The Fight For Independence – Part II (The Americans)


Continuing from Part One of my AWI-DBA project, here are the American units, again wonderfully painted by Paul Potter:

The Skirmishers (Kentucky rifle armed militia and dismounted Dragoons)


The American Commanders (HQ or CnC element on left)


Continental Light Dragoons (Col. Washington)


The Artillery (Left – Continentals on 6PDr and Militia on 3Pdr)


The Continentals (Regular Foot)


The two elements in right rear are painted as Maryland line (and can represent one large or two smaller regiments, e.g. the 1st and 2nd Maryland).  The two elements at right front are in hunting shirts and depict line units from Virginia.  The balance are generic continental regulars.

American Militia Companies


More militia than you can shake a stick at, painted here in drab colors intended to reflect the hardy settlers of Virginia, the Carolinas and Georgia who fought with Nathanael Greene and under such notable militia leaders as Daniel Morgan, Andrew Pickens, Francis Marion, and Thomas Sumter.

No French allies (yet), but there’s room for 2-3 more elements in my storage box for a future addition.

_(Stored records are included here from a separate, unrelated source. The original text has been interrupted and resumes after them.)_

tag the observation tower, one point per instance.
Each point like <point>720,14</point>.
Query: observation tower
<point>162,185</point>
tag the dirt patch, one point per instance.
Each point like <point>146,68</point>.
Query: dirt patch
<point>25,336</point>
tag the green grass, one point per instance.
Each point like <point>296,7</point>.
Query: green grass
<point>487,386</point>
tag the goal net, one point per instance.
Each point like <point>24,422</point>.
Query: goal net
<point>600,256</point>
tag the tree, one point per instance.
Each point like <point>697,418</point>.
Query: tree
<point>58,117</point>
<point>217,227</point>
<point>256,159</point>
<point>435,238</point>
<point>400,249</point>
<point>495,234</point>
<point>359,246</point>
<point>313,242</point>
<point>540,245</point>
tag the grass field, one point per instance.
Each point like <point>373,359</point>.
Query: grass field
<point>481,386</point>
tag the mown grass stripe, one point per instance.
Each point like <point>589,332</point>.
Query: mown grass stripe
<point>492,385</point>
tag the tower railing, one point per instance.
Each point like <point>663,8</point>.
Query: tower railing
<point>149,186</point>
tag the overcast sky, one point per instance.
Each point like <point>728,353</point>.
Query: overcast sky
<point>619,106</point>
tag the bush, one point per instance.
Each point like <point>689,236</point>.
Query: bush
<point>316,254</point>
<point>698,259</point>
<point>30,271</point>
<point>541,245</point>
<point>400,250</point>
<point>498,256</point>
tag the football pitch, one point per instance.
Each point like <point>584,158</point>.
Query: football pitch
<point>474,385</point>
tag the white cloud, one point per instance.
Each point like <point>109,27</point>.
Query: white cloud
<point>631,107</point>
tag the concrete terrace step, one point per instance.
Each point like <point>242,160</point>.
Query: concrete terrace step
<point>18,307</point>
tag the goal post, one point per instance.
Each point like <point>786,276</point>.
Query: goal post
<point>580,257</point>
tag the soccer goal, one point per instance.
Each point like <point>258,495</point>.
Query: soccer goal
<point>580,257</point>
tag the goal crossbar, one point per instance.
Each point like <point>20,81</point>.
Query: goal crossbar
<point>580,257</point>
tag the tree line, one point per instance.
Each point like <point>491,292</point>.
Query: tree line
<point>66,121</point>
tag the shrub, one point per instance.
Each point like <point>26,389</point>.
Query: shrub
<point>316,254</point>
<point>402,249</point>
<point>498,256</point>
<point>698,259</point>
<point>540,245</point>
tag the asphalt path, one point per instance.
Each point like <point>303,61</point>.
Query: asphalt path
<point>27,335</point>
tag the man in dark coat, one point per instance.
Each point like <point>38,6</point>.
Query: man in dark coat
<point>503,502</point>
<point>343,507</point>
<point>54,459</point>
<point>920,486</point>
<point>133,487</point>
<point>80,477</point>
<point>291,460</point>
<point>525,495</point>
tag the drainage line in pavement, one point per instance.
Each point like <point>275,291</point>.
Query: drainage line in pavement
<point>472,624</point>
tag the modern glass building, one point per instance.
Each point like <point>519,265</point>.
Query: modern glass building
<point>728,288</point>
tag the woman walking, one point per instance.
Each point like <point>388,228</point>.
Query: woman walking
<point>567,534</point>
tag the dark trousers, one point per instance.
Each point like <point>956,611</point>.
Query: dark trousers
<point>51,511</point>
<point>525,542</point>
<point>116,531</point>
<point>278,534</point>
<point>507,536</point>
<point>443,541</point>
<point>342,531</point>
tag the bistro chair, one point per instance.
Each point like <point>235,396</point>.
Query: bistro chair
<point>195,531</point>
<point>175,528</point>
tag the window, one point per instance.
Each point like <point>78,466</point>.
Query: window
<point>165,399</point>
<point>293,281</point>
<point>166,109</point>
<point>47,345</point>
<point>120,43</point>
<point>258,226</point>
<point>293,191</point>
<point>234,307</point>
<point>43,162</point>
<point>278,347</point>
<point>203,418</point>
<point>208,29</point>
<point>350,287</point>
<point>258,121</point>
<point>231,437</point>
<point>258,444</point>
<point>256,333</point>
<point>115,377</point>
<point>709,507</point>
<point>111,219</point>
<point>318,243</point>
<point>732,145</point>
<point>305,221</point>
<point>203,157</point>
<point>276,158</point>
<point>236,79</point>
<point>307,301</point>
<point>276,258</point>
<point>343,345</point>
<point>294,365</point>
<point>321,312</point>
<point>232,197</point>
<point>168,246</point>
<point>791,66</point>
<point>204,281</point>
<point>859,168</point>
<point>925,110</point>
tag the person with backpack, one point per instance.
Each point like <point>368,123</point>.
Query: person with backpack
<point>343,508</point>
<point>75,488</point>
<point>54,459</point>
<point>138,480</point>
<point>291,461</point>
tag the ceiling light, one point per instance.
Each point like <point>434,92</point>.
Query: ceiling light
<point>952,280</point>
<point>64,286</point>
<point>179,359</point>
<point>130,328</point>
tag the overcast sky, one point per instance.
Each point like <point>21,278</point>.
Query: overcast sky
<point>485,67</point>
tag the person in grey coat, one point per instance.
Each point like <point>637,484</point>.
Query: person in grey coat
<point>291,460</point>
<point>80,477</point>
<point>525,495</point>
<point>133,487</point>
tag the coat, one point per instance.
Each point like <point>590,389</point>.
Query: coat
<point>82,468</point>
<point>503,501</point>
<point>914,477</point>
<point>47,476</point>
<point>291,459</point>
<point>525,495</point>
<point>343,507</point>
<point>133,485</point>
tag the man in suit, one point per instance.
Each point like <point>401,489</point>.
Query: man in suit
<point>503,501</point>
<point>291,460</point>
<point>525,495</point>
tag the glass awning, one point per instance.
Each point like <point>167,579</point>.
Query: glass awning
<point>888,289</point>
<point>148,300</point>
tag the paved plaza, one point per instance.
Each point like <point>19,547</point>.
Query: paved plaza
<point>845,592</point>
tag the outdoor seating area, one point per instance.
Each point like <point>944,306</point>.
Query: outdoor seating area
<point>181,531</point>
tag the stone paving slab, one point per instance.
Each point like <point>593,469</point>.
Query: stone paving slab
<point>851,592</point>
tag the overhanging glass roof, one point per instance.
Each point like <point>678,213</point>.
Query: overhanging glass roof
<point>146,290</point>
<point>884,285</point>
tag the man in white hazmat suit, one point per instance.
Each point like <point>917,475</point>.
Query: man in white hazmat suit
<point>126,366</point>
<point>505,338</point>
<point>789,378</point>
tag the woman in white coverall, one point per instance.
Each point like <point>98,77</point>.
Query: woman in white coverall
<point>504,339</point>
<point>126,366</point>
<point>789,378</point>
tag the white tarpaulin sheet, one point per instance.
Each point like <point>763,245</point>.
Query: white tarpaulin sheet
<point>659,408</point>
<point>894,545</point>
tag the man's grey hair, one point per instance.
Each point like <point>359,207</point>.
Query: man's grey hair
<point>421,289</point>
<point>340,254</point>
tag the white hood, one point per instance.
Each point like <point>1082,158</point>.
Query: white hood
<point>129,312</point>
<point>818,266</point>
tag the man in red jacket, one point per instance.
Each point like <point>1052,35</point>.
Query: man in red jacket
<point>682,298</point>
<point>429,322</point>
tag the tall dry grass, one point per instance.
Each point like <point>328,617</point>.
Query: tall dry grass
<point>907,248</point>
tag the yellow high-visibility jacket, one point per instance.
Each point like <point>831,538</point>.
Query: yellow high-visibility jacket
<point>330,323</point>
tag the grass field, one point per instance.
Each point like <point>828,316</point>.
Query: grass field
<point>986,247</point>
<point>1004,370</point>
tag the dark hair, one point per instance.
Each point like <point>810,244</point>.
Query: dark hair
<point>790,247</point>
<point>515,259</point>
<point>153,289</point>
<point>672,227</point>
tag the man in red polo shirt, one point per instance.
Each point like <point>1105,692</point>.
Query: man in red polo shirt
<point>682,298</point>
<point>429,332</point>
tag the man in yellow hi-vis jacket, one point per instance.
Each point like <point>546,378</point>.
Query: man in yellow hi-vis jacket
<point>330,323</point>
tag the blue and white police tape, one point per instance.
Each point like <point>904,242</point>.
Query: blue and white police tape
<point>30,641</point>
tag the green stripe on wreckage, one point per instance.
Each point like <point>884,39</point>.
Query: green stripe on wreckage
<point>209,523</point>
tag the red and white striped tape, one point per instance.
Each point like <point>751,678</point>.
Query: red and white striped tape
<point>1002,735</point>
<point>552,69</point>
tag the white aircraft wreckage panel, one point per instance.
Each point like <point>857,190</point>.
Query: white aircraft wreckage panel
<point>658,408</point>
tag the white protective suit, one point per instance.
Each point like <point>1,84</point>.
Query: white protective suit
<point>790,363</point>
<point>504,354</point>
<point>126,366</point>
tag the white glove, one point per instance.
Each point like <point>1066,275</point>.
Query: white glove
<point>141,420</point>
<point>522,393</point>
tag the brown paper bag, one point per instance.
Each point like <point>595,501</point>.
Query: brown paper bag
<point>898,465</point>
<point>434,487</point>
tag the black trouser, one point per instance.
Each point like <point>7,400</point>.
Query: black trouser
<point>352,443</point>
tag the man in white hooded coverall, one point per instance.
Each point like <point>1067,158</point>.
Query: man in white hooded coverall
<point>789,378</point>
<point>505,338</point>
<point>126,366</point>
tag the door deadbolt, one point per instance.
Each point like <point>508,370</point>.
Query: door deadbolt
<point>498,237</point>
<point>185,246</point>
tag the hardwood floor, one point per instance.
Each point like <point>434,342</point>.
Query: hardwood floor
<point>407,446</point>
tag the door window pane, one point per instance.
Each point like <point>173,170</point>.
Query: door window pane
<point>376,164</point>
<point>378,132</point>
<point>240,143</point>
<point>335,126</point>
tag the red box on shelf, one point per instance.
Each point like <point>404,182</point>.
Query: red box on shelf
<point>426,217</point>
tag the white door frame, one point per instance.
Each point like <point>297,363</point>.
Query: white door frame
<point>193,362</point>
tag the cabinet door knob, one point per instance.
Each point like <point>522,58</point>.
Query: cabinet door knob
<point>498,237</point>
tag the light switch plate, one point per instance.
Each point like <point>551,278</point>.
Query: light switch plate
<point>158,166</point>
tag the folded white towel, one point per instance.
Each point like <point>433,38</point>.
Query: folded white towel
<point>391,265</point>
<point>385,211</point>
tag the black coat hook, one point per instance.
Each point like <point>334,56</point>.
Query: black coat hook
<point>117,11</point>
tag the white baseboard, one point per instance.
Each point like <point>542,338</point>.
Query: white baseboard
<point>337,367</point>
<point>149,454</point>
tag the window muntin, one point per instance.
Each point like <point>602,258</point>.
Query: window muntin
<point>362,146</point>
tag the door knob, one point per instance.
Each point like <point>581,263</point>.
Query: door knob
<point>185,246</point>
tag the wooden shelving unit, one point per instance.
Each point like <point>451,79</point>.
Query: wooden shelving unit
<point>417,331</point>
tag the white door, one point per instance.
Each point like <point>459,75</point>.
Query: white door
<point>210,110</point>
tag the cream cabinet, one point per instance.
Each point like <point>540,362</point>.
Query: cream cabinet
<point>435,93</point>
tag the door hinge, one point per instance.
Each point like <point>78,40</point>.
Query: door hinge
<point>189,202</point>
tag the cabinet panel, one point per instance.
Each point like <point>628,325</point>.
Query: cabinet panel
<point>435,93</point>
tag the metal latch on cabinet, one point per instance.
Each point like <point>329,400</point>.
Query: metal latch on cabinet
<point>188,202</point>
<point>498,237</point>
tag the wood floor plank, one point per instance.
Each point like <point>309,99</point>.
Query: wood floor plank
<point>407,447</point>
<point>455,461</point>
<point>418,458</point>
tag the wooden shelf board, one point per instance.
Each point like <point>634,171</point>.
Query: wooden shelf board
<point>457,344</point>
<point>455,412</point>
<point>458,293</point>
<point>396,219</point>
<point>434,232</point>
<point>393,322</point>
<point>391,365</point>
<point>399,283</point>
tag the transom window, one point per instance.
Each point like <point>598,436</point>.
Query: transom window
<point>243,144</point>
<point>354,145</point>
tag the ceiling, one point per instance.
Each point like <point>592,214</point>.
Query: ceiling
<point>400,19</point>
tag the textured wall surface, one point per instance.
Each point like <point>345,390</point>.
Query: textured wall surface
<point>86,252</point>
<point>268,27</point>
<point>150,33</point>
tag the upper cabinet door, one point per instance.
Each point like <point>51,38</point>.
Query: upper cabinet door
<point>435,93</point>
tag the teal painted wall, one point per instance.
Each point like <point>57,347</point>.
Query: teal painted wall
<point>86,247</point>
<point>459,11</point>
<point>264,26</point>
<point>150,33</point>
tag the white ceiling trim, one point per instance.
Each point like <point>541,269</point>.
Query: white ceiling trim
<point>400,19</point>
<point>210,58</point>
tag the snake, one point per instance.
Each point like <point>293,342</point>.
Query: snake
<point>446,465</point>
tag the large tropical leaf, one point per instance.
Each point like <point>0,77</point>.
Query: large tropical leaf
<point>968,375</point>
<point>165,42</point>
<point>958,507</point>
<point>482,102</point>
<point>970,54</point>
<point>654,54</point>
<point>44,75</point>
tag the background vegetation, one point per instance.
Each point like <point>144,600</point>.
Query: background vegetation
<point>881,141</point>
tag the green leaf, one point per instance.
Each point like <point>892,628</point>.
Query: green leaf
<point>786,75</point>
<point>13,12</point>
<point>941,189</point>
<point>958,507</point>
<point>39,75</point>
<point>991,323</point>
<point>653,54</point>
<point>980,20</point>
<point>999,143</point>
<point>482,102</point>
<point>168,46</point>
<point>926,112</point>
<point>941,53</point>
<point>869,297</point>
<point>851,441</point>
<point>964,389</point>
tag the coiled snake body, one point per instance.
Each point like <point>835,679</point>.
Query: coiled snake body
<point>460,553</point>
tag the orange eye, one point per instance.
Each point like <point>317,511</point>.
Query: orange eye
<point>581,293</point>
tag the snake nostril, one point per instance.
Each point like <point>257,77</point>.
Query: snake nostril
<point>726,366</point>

Astute viewers of both posts will note that regimental units (especially the British) are depicted with two elements, instead of the normal one.  This was my tip of the hat to the disproportionate unit sizes that appeared frequently in the AWI, with many U.S. forces comprised of assorted militia companies and detachments from continental regiments fighting British forces comprised of units often fielded at regimental or battalion strength (minus their lights and grenadiers).  My thought is that a two element unit costs the same as two one element units of the same type; can move both elements as a group for one pip; and doubles the number of hits it can take…giving the British units greater resilience than their American counterparts.  It also allows me to play with formations…with a two element regular unit switching from line to column (or vice versa) or even square for a 1 pip move.  Each element shoots independently, but a two element column fights at +1 and shoots as one element.  Just something to test out in hopes of adding some historical flavor.